Na mesma Carta aos Coríntios, há também a famosa frase "as mulheres fiquem caladas na 
assembleia", embora poucos versículos antes o apóstolo Paulo tinha dito o contrário, ou seja, 
que a mulher pode profetizar, contanto que tenha a cabeça coberta.
Os estudiosos, então, acreditaram que a frase "que as mulheres fiquem caladas na assembleia" 
é uma interpolação posterior para harmonizar o discurso de Paulo com o que está contido na
Primeira Carta a Timóteo: "Proíbo as mulheres de profetizarem".
No entanto, o tema agora relevante é que a profecia é um dos âmbitos em que as mulheres 
exerceram um papel, mesmo que, dentro da comunidade cristã – a partir da segunda metade 
do primeiro século –, difunde-se um movimento contrário que tende a reduzir as mulheres
 ao silêncio.
Isso explica o que aconteceu no século II, isto é, o nascimento de um movimento que a Igreja 
julgou como herege, o montanismo. O montanismo era um movimento que se chamava de
"nova profecia", cujas figuras centrais eram mulheres: Priscila, Maximila, Quintila. O movimento
 montanista tende a recuperar a palavra profética das mulheres, justamente enquanto estava 
em curso a tendência a monopolizar a palavra nas figuras do presbítero e do bispo, figuras, 
portanto, masculinas. Esse movimento é julgado como herético justamente porque devolvia a 
palavra às mulheres, bem como por outras razões plausíveis.
O espírito de serviço
Há inúmeras figuras femininas, evocadas pelo apóstolo Paulo nas suas cartas aos Romanos
(capítulo 16) e aos Filipenses (capítulo 4), que são chamadas de "minhas colaboradoras nos 
esforços apostólicos, na difusão do Evangelho, na pregação, na missão".
Na Carta aos Romanos, chama a atenção o elevado número de mulheres que hospedavam as
 comunidades cristãs nas suas casas e, consequentemente, desempenhavam funções 
ministeriais. Tudo isso suscita uma grande surpresa em uma sociedade machista, patriarcal
que não considerava a mulher nem mesmo como um verdadeiro sujeito.
No Novo Testamento, a diaconia é a categoria que abrange toda a ministerialidade: e a 
qualificação de diácono é a única que Jesus seguramente se atribuiu, como testemunha o 
Evangelho de Lucas (capítulo 22): "Eu estou no meio de vocês como aquele que serve" 

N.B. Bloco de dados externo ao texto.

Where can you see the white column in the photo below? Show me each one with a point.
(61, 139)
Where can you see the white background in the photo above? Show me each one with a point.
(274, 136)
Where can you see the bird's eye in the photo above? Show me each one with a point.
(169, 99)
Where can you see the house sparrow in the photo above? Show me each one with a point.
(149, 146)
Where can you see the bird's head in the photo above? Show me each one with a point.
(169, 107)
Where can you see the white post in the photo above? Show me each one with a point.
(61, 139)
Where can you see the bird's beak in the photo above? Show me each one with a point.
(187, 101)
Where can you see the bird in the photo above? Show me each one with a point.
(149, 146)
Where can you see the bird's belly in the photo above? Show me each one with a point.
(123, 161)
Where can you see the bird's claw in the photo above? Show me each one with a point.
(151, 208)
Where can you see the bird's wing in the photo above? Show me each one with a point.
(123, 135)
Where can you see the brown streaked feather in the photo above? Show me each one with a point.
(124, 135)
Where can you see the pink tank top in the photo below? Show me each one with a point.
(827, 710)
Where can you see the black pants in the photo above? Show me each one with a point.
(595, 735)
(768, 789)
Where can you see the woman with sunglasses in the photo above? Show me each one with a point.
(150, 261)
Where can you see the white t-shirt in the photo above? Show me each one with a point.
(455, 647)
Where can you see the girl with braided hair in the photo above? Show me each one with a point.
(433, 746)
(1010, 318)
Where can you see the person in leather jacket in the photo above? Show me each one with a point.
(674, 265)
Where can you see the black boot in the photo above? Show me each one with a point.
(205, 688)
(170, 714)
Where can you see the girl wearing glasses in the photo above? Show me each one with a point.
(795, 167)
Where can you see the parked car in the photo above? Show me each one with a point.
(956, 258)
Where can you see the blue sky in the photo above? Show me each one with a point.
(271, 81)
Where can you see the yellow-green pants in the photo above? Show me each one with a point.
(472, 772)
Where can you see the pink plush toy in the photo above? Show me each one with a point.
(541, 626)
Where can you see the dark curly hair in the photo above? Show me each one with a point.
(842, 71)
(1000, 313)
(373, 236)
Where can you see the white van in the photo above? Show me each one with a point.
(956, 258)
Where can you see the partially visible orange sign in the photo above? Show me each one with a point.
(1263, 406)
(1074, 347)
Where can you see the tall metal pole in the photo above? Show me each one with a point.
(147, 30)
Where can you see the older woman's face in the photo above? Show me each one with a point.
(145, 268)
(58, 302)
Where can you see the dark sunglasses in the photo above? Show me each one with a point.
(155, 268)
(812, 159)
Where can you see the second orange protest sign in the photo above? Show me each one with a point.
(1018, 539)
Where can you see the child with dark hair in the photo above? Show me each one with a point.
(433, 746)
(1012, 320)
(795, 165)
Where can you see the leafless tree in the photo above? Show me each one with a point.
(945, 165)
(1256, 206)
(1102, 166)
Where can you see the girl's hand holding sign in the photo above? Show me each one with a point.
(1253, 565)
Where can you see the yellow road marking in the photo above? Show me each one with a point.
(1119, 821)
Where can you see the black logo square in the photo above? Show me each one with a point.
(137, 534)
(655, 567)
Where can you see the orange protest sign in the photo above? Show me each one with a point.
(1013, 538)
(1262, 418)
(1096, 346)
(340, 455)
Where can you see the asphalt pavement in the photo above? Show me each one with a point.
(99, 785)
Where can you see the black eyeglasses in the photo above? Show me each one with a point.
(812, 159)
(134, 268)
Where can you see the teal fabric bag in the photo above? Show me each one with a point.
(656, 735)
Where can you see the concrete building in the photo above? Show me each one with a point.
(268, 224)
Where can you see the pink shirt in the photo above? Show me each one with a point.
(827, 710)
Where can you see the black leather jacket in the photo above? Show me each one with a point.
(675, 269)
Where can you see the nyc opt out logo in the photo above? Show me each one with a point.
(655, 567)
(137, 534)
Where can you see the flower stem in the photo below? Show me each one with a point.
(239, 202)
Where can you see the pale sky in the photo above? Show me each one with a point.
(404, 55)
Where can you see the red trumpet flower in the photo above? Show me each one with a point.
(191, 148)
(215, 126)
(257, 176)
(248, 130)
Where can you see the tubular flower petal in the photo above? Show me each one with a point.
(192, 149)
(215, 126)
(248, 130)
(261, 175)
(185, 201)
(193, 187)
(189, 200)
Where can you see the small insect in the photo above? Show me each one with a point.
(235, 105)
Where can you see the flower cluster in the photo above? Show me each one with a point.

(ou "diakonon", como diácono).
Esse título, no entanto, logo desapareceu, superado pelo de kurios, Senhor, que lhe foi 
atribuído justamente por causa da ressurreição. Mas, se Jesus tivesse sido invocado 
não só como Senhor, mas também como diácono, provavelmente a história da Igreja 
teria sido muito diferente.
Em um livro chamado de apócrifo, o dos "Atos de Paulo e Tecla", está presente uma 
hipotética discípula de Paulo (estamos no século II, provavelmente). Mesmo que o personagem
 não seja necessariamente histórico, nesses Atos (capítulo 42), Paulo diz a Tecla: 
"Vá e ensine a palavra de Deus", e Tecla não só ensina a palavra de Deus, mas também
 batiza e realiza curas.
Posteriormente, houve um período em que a mulher desempenhou uma atividade de 
ensinamento em relação às pessoas que queriam se tornar cristãs. A elas também foi 
confiada a tarefa de instruir as candidatas ao batismo, sob a orientação dos bispos
Bem cedo, porém, essa possibilidade foi descartada: Orígenes rejeitou a obra 
catequética das mulheres, e as Constituições Apostólicas (século IV) declaram 
solenemente: "Não permitimos que as mulheres ensinem na Igreja; elas podem 
apenas rezar e escutar o ensinamento de outros".
A caridade das viúvas
As viúvas tiveram um papel importante na comunidade cristã nascente: a Igreja as organizou, 
atribuindo-lhes a tarefa da oração e das obras de caridade. Essas mulheres, que tinham
 superado os 60 anos de idade e que tinham sido casadas apenas uma vez, dispensavam 
obras de caridade no âmbito da comunidade cristã, suprindo as necessidades dos
apóstolos e dos pregadores itinerantes e, segundo alguns estudiosos, constituíam uma 
espécie de contraparte feminina do presbiterado masculino.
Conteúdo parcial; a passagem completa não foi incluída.